The NuVal numbers are the brainchild of David L. Katz, M.D., MPH, an adjunct associate professor at the Yale School of Medicine. A dozen doctors and nutritionists, funded by the nonprofit Griffin Hospital in Derby, Conn., developed the scoring system, based on 30 factors including vitamins, fiber, salt, sugar, fat quality, protein quality, glycemic load, energy density and calories. From the public health evidence about those factors, they constructed an algorithm that processes the data into a single number. As new food science research is published, and as products are reformulated by their manufacturers, the algorithm and the individual scores are updated. (If that's happened to any of the products I've mentioned, I'll be glad to revise the numbers online.)

It's a miracle that some 30 retail food chains are adopting the scores. You won't find them at Whole Foods or Trader Joe's, and from the locations page of the NuVal website it looks like the only chain in my neck of the woods -- Kroger, which in Los Angeles owns Ralphs and Food4Less -- is running a "pilot program in select areas" (Kentucky, apparently). But Lunds and Byerley's, which use NuVal, are venerable markets in Minnesota, as is King Cullen on Long Island, N.Y.; grocers in the NuVal fold aren't just a bunch of crunchy hippies.

As you might imagine, there's been pushback. Ocean Spray, whose Light Cranberry Juice Cocktail gets a 2, says NuVal doesn't reflect their product's urinary tract health benefits. Sara Lee, whose Ball Park hotdogs get a 7, says other Ball Park products score higher. General Mills complains that details of the algorithm aren't public, as does the National Consumers League, which turns out to be an astroturf front for the likes of Monsanto, Bristol Myers Squibb, the Chemical Specialties Manufacturers Association and the National Meat Association. And according to Dr. David Katz, the NuVal founder, the algorithm "has been described in detail in peer-reviewed publications accessible to all. It has been made available in its entirety to research groups throughout the U.S., Canada, and the U.K.; to federal agencies in the U.S.; to the Institute of Medicine; and to private entities that have requested such access."
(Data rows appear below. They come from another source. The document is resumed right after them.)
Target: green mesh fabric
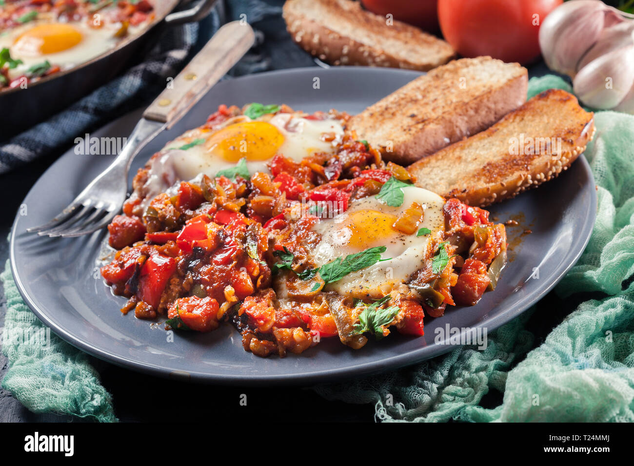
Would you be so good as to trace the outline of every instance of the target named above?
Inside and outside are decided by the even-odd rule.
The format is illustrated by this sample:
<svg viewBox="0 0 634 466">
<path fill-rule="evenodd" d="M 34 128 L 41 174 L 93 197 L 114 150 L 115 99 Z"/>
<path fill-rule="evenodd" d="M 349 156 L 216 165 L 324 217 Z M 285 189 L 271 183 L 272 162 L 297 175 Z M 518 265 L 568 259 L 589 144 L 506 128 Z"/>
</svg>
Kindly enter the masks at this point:
<svg viewBox="0 0 634 466">
<path fill-rule="evenodd" d="M 529 97 L 553 87 L 571 91 L 545 76 L 531 80 Z M 585 157 L 597 185 L 597 221 L 555 291 L 563 299 L 588 292 L 605 297 L 581 302 L 534 348 L 526 323 L 551 312 L 540 304 L 489 335 L 483 351 L 464 346 L 317 392 L 374 403 L 382 421 L 634 421 L 634 116 L 598 112 L 595 122 Z M 478 406 L 491 389 L 503 392 L 502 404 Z"/>
<path fill-rule="evenodd" d="M 86 355 L 47 334 L 20 295 L 8 261 L 0 280 L 7 301 L 2 351 L 9 360 L 3 387 L 34 413 L 116 422 L 110 395 Z"/>
</svg>

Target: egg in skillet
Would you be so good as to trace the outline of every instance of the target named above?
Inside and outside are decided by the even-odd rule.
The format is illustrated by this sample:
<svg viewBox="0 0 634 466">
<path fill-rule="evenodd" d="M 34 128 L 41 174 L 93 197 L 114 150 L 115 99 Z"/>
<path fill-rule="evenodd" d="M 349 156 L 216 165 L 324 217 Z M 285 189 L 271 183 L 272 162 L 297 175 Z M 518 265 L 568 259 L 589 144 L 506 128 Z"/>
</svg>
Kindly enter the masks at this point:
<svg viewBox="0 0 634 466">
<path fill-rule="evenodd" d="M 120 23 L 93 27 L 88 20 L 61 22 L 50 13 L 0 34 L 0 49 L 7 48 L 13 59 L 22 63 L 9 70 L 14 79 L 28 74 L 29 68 L 48 61 L 63 70 L 72 68 L 114 48 L 120 41 Z M 129 27 L 127 34 L 141 26 Z"/>
<path fill-rule="evenodd" d="M 313 227 L 321 235 L 312 257 L 318 266 L 368 248 L 386 248 L 380 261 L 327 285 L 325 291 L 361 299 L 378 299 L 423 266 L 428 249 L 437 242 L 444 231 L 445 201 L 422 188 L 407 186 L 402 190 L 404 200 L 400 206 L 391 207 L 370 196 L 352 202 L 345 212 L 321 219 Z M 422 208 L 422 218 L 404 233 L 398 228 L 397 219 L 408 209 L 417 205 Z M 429 232 L 424 234 L 426 231 L 424 230 L 418 236 L 422 228 Z"/>
</svg>

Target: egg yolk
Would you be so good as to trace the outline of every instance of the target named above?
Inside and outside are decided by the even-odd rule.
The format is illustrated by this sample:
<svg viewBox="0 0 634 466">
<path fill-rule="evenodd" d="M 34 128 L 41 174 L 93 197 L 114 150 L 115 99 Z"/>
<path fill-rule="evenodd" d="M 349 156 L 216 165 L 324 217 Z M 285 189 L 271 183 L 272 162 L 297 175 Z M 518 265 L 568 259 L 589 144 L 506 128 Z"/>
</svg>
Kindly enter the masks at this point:
<svg viewBox="0 0 634 466">
<path fill-rule="evenodd" d="M 396 216 L 378 210 L 363 209 L 351 212 L 339 228 L 352 233 L 348 244 L 359 250 L 385 245 L 398 232 L 392 227 Z"/>
<path fill-rule="evenodd" d="M 82 41 L 81 33 L 68 24 L 41 24 L 20 34 L 15 49 L 24 55 L 56 53 L 74 47 Z"/>
<path fill-rule="evenodd" d="M 205 143 L 207 150 L 228 162 L 266 160 L 277 154 L 284 136 L 274 125 L 263 121 L 236 123 L 214 133 Z"/>
</svg>

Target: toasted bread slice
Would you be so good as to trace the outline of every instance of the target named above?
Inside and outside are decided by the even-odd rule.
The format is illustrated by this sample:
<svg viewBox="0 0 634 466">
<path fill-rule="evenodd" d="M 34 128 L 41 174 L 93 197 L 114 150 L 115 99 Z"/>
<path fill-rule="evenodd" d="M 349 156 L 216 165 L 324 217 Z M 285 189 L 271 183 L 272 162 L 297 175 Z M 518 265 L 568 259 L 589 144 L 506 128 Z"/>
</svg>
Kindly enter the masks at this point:
<svg viewBox="0 0 634 466">
<path fill-rule="evenodd" d="M 595 133 L 594 114 L 576 98 L 551 89 L 488 129 L 408 167 L 416 185 L 484 207 L 556 177 Z"/>
<path fill-rule="evenodd" d="M 528 74 L 489 56 L 451 61 L 353 117 L 348 127 L 384 159 L 409 165 L 488 127 L 526 100 Z"/>
<path fill-rule="evenodd" d="M 427 71 L 455 56 L 437 37 L 363 10 L 351 0 L 287 0 L 288 32 L 304 50 L 333 65 Z"/>
</svg>

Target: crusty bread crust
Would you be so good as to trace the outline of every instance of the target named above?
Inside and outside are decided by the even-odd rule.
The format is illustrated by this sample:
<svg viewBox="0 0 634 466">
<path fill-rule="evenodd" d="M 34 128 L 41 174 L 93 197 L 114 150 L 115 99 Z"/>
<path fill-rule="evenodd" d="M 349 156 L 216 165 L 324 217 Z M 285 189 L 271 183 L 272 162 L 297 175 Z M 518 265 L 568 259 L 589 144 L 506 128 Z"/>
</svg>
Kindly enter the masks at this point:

I'm no food puritan. My culinary patrimony consists of shmaltz, gribines and kishka. (Don't ask.) I believe that the joylessness caused by renouncing "bad" foods -- and the guilt that's caused by consuming them -- conceivably undoes the good that's done by substituting celery for Oreos. I know that adding eye-popping 1-to-100 scores to grocery price tags won't cut down on gargantuan portion sizes; or make meals more mindful occasions; or alert us to our complicity with corporate farming; or prevent the processed food industry from addicting us to salt, sugar and fat; or get our butts off the couch and start moving. But giving consumers a no-brainer tool while they're standing in the supermarket aisle is surely a more promising way to stop the slow-motion suicide we call the American way of eating than declaring March to be National Nutrition Month.